Recalibration also applies to relationships–especially listening relationships.
There’s so much art out there. So many people doing music and creating things all the time. Through my work, I get to hear a lot of different things. And sometimes I’m missing the feeling of people really enjoying what they’re doing.
The idea of working with songs helped me rediscover the joy that I had been missing for a while.
Do you think the piece could be recorded? Because works like this often resist documentation…
Some of the songs are already done, and I think they work quite well in a recorded format. But we’ll end up with very different versions of the piece. The setting we’re working with now will force us to change the music.
And of course, if we wanted to perform this project in another setting–a more frontal setup, without the choreography, lights, and the poetic, theatrical, performative aspects–I think that’s possible too. But we would need to adapt it. It’s not impossible. But it’s not the same piece.
I can enjoy a piano rendition if it’s well done and well executed–but it’s still not the same as going to an opera and experiencing the full staging.
We will repeat the piece in Basel, and in London in November. It’s also a very different room, but we’ll have the same speaker setup. It will be a bit more intimate because the room is smaller, but maybe also more condensed and concentrated because of that.
Of course, thinking of other venues or possibilities to repeat the piece would mean adapting it. But I’d be very happy to adapt things. Otherwise the piece doesn’t get played again.
Imagine you create a great piece–best case, you do something really strong–and then it never gets played again. That would be very sad.

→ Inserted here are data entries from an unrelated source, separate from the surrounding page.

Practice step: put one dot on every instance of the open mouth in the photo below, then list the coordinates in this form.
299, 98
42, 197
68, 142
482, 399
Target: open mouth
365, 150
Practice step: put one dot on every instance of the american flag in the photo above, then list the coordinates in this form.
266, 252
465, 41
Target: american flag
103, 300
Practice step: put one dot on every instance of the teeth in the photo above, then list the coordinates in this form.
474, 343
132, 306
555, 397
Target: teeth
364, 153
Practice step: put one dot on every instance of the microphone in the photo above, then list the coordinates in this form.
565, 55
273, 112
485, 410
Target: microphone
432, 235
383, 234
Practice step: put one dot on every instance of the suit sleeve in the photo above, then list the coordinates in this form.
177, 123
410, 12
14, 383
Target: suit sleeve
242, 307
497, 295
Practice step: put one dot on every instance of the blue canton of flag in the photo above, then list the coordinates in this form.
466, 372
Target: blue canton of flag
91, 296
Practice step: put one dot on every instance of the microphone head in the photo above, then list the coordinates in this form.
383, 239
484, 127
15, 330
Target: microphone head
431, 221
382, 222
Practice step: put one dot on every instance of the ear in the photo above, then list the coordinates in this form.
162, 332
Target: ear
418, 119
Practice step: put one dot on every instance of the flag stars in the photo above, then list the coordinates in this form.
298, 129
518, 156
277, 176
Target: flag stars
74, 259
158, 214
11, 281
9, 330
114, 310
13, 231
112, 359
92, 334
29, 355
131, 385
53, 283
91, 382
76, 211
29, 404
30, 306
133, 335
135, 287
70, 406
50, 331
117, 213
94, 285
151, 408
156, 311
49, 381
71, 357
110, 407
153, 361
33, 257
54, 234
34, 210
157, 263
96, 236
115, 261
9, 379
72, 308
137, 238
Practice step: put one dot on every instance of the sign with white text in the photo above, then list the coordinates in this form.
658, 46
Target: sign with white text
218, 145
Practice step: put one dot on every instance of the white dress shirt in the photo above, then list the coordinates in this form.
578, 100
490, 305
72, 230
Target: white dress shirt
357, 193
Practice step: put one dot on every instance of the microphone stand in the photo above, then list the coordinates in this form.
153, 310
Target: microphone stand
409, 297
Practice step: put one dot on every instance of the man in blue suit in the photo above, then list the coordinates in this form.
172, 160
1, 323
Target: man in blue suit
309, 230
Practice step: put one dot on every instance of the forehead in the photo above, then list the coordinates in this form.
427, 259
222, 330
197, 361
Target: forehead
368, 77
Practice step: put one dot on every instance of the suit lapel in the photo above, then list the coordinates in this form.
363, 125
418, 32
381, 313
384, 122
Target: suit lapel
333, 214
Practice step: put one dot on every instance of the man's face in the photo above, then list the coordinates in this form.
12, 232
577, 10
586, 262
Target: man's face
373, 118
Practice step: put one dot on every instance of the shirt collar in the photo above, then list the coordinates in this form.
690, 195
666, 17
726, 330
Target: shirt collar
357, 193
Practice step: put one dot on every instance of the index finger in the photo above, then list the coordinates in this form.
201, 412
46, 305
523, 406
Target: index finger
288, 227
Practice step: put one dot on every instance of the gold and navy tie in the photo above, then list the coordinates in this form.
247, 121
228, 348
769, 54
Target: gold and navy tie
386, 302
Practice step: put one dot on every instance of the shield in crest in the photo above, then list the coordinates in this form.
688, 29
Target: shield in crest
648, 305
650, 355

That’s the reality of contemporary music. A lot of works are performed once… and that’s it.
I’ve heard so many pieces that were super great and never got played again. And then you hear pieces that, from a subjective perspective, you think, »Yeah, it’s good music, but maybe not my thing«–and those get played all the time.
It doesn’t always have to do with quality. The world of contemporary music, of theater, of performing arts works in a different way. It relies much more on human interaction, on decisions being made. It’s a complex system that begins with education–with people writing books about music, turning every thought into theory, and constructing this big brain around it.
And in some way, we are all part of that brain.
How would you describe this piece to someone who doesn’t know anything about contemporary music? Why is it worth listening to?
I hope it’s a fun experience.
For someone who has never listened to contemporary music, it’s not a piece with a high entry barrier in terms of listening or knowledge. And it’s also a piece where you can meet musicians who have a lot of experience performing highly complex music–but who make it sound very easy.
So I think it can be a very pleasant thing. It will definitely be freaky and trippy–that’s for sure. But it’s not a piece that’s completely outside of our world. It’s something many people can connect to.